Em 2014, enquanto aprofundavam os estudos teatrais no Departamento de Teatro Alternativo e de Marionetas da Academia de Artes Performativas de Praga, Teresa e Kevin criaram o grupo Rolling Puppet, a primeira companhia profissional de teatro de marionetas do território. A estadia de dois anos na República Checa – período durante o qual ele se especializou em gestão artística e ela aprimorou a arte de manipular marionetas – inteirou a dupla de criativos com as mais recentes práticas em termos de teatro contemporâneo e de teatro alternativo e ajudou-os a olhar com outros olhos para uma arte cuja profundidade não se esgota nos verdes anos da infância.
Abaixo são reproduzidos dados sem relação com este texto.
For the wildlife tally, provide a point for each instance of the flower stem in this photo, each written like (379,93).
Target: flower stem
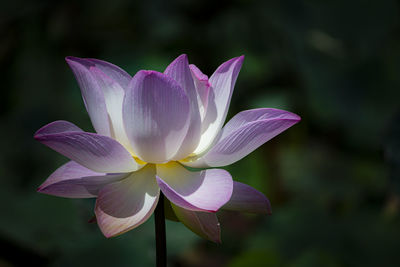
(161,246)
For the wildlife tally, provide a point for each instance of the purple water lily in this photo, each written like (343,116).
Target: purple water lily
(148,128)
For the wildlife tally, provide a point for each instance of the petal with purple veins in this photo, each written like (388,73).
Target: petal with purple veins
(244,133)
(202,89)
(96,152)
(156,113)
(126,204)
(207,190)
(72,180)
(179,70)
(222,83)
(92,94)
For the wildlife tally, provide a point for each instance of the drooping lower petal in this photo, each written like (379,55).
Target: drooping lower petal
(156,114)
(124,205)
(222,83)
(207,190)
(244,133)
(205,224)
(179,70)
(247,199)
(72,180)
(96,152)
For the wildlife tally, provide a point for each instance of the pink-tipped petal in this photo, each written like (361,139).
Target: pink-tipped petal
(112,71)
(114,97)
(124,205)
(247,199)
(96,152)
(72,180)
(202,89)
(222,83)
(92,94)
(156,114)
(244,133)
(206,190)
(179,70)
(204,224)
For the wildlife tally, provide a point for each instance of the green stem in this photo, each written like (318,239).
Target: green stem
(161,244)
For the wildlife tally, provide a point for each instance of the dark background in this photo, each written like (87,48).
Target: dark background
(333,179)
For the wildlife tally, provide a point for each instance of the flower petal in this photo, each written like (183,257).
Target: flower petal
(112,71)
(202,89)
(247,199)
(96,152)
(124,205)
(222,83)
(156,114)
(92,94)
(179,70)
(206,190)
(72,180)
(114,97)
(244,133)
(205,224)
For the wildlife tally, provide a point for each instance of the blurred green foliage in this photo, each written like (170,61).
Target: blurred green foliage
(333,179)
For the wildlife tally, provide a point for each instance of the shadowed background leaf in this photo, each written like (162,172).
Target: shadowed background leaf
(333,179)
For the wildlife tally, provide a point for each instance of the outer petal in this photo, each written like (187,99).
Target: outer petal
(114,97)
(96,152)
(202,89)
(156,116)
(222,83)
(205,224)
(75,181)
(179,70)
(109,82)
(115,73)
(247,199)
(206,190)
(124,205)
(92,94)
(244,133)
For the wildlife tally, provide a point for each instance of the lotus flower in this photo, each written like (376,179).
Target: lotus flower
(149,129)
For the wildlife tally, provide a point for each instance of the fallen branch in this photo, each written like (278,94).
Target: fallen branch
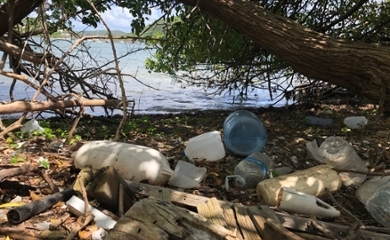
(5,173)
(290,222)
(22,106)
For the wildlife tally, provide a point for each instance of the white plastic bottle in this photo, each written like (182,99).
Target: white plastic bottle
(378,205)
(251,170)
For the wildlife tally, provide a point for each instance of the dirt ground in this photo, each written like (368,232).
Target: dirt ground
(287,130)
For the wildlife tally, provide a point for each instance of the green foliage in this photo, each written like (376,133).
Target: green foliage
(43,162)
(17,159)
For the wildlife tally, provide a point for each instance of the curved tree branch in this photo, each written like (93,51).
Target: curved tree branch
(344,16)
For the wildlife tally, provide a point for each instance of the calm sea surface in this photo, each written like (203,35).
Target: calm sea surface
(166,97)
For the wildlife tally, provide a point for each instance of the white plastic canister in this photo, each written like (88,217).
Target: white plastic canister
(207,146)
(133,162)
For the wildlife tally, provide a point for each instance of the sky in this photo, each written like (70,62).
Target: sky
(117,19)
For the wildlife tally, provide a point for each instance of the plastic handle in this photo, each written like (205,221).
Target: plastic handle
(239,181)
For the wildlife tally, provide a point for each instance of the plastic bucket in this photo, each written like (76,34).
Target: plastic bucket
(244,133)
(207,146)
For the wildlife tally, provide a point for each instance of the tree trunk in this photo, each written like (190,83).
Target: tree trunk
(360,67)
(22,8)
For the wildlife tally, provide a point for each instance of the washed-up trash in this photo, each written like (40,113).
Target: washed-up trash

“Desde o início, desde que fundámos o grupo de teatro, a nossa percepção é que as marionetas não se destinam apenas às crianças ou que a única coisa que podíamos fazer com elas é comédia ou uma espécie de teatro engraçado”, esclarece Kevin. “No início, as primeiras três ou quatro performances que organizámos tinham os adultos como destinatários: abordavam aspectos como a literatura chinesa ou problemas sociais. Na altura, o nosso objectivo era o de derrubar os preconceitos que existiam em relação ao teatro de marionetas. Queríamos destruir os estereótipos de que as marionetas se destinam apenas aos mais pequenos ou que servem apenas para fazer comédia”, acrescenta.

A Rolling Puppet tem participado em espectáculos a céu aberto para promover o teatro de marionetas

O conhecimento e a experiência que a dupla absorveu durante os dois anos em Praga ajudou a reforçar a percepção de que o exercício artístico nem existe num vazio, nem tem que ser necessariamente insondável. 

Responsável pela dramaturgia, Teresa vai beber inspiração aos lugares, às pessoas e às circunstâncias que a rodeiam para criar as peças que o Rolling Puppet leva ao palco. “Na República Checa, é muito frequente usar as marionetas, o teatro de objectos ou outras formas de teatro alternativo para falar do ambiente, para falar de política. É um modo muito eficaz de expressar as expectativas de uma forma metafórica e isso foi algo que nos inspirou bastante. Acreditamos verdadeiramente que a arte deve estar ancorada no quotidiano. Não creio que fôssemos capazes de colocar no palco um tópico que não nos diz nada”, adianta a directora artística do grupo de teatro alternativo.